Ancak güneş yalnızca on bir yılda bir bu durumdadır ve bunun dışında daha az aktiftir. Güneş’in manyetik alanı aslında Dünya’nınki gibi daha düzenli ve çift kutupludur. Burada da dönmenin rolü vardır, çünkü teoriye göre güneşin içinde yükselip alçalan ve güneşin dönmesiyle birlikte bir dinamo gibi daireler çizerek dönen sıcak plazma akımları bundan kaynaklanmaktadır.
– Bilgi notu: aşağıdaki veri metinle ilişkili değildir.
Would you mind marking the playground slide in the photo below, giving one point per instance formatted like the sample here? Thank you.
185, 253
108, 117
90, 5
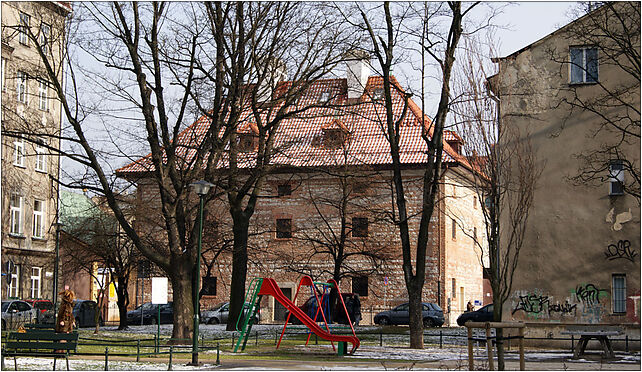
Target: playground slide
270, 287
Her 9 ila 13 yılda bir, bu alan tamamen tersine dönüyor ve aynı zamanda anlatılan kaotik durumdan geçiyor.
Alıntı: Güneş ateşinin yakından görünümü: Yeni analiz edilen veriler, tüm güneş diskinin ilk yüksek çözünürlüklü görünümünü sunuyor (2024, 22 Kasım), 22 Kasım 2024 tarihinde https://phys.org/news/2024-11-solar-newly- adresinden alınmıştır. yüksek çözünürlüklü-view.html
Bu belge telif hakkına tabidir. Özel çalışma veya araştırma amacıyla yapılan her türlü adil işlem dışında, yazılı izin alınmadan hiçbir kısmı çoğaltılamaz. İçerik yalnızca bilgilendirme amaçlı sağlanmıştır.